Monday, Jul. 31, 1950
Needed: a System
It is nearly 300 years since a crotchety Boston artillery captain named Robert Keayne died and left his city money for a fine new building with "a convenient roome for a Library & a gallery or some other handsome roome for the Elders to meete in and conferr." That, in 1658, gave Boston the first public library in the U.S. Since then, U.S. communities have kept right on building, now have 7,408 of them. How well do they serve?

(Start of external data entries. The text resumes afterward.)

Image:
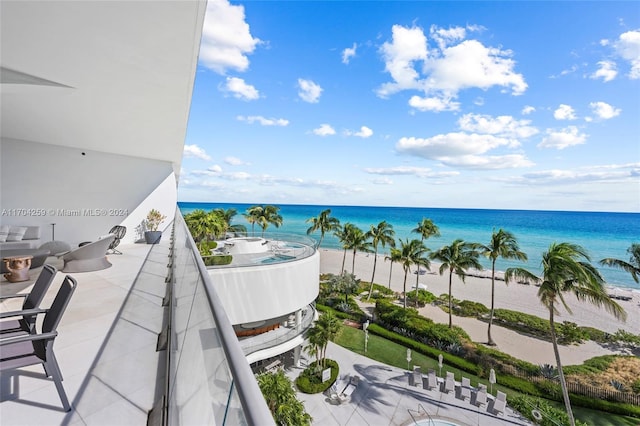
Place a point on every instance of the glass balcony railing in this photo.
(263, 249)
(209, 379)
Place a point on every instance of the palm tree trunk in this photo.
(450, 305)
(404, 289)
(344, 258)
(353, 262)
(417, 278)
(493, 288)
(373, 274)
(563, 383)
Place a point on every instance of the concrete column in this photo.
(296, 355)
(298, 319)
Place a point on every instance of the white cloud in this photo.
(309, 91)
(441, 72)
(564, 112)
(364, 132)
(589, 174)
(226, 38)
(349, 53)
(488, 162)
(446, 37)
(263, 121)
(382, 181)
(324, 130)
(422, 172)
(436, 104)
(234, 161)
(464, 150)
(503, 125)
(628, 47)
(194, 151)
(603, 110)
(606, 71)
(562, 139)
(240, 90)
(407, 46)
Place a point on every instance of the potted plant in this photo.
(153, 221)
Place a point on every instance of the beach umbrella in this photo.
(492, 378)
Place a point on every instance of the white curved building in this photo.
(268, 291)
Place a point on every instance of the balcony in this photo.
(108, 346)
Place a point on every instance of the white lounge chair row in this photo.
(466, 390)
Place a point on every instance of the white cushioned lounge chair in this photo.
(90, 257)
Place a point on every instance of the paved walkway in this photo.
(384, 397)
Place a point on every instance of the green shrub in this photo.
(467, 308)
(551, 416)
(310, 380)
(217, 260)
(424, 297)
(205, 247)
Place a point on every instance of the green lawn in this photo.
(390, 353)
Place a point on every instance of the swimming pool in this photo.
(276, 258)
(435, 422)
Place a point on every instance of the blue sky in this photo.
(515, 105)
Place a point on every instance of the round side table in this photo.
(18, 267)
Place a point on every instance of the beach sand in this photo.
(517, 297)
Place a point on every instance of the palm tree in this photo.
(324, 223)
(344, 283)
(324, 330)
(381, 234)
(456, 257)
(269, 216)
(227, 216)
(426, 228)
(252, 215)
(280, 396)
(632, 266)
(566, 268)
(358, 241)
(344, 236)
(503, 244)
(394, 256)
(203, 225)
(411, 253)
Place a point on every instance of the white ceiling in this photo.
(112, 76)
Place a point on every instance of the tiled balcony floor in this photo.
(106, 345)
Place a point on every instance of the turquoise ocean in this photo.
(602, 234)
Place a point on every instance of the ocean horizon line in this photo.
(601, 234)
(411, 207)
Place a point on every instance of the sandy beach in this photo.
(518, 297)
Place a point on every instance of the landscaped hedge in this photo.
(310, 381)
(409, 323)
(424, 349)
(216, 260)
(550, 415)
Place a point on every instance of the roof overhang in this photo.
(110, 76)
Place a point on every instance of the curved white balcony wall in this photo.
(256, 293)
(245, 245)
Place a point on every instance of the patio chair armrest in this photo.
(23, 312)
(11, 296)
(27, 338)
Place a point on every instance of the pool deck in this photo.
(384, 397)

To find out, a special Public Library Inquiry, headed by onetime Bennington College President Robert D. Leigh, went to work three years ago with a $200,000 grant from the Carnegie Corporation. Part of the money went for a nationwide poll of reading habits. Last week the inquiry's answer, The Public Library in the United States (Columbia University Press; $3.75), pronounced the state of the nation's libraries only fair.
One big trouble, concluded the inquiry, is public apathy. U.S. citizens spend $100 million a year on their libraries, but that is only two-thirds of what they spend on bowling alleys and billiards. Furthermore, although 90% of U.S. adults listen to the radio every day, and 50% of them go to the movies at least once a fortnight, about half (48%) never read a book from one year's end to another. Only one in ten is a library regular.
How much of a selection does the average regular get when he does go to his library? Not much, reports the inquiry. Ninety percent of U.S. libraries are in towns of under 5,000 to 25,000 people. Many of them have fewer than 6,000 books, struggle along with budgets of less than $4,000, are able to buy only 330 books a year, including replacements of worn-out favorites. At least two-thirds of all U.S. libraries have no adequate stock of reference works, make too little attempt to enrich their shelves with classics.
Most disturbing of all, says the inquiry, is the fact that one-third of the nation is without any public-library facilities whatever. The obvious reason: many rural areas and villages lack the means to provide and maintain them. If the U.S. as a whole is to get adequate library service, concludes the inquiry, existing libraries must give up their isolation. Instead, they should be linked together in regional networks, buying in common, exchanging books, records and films, supporting a common staff of experts.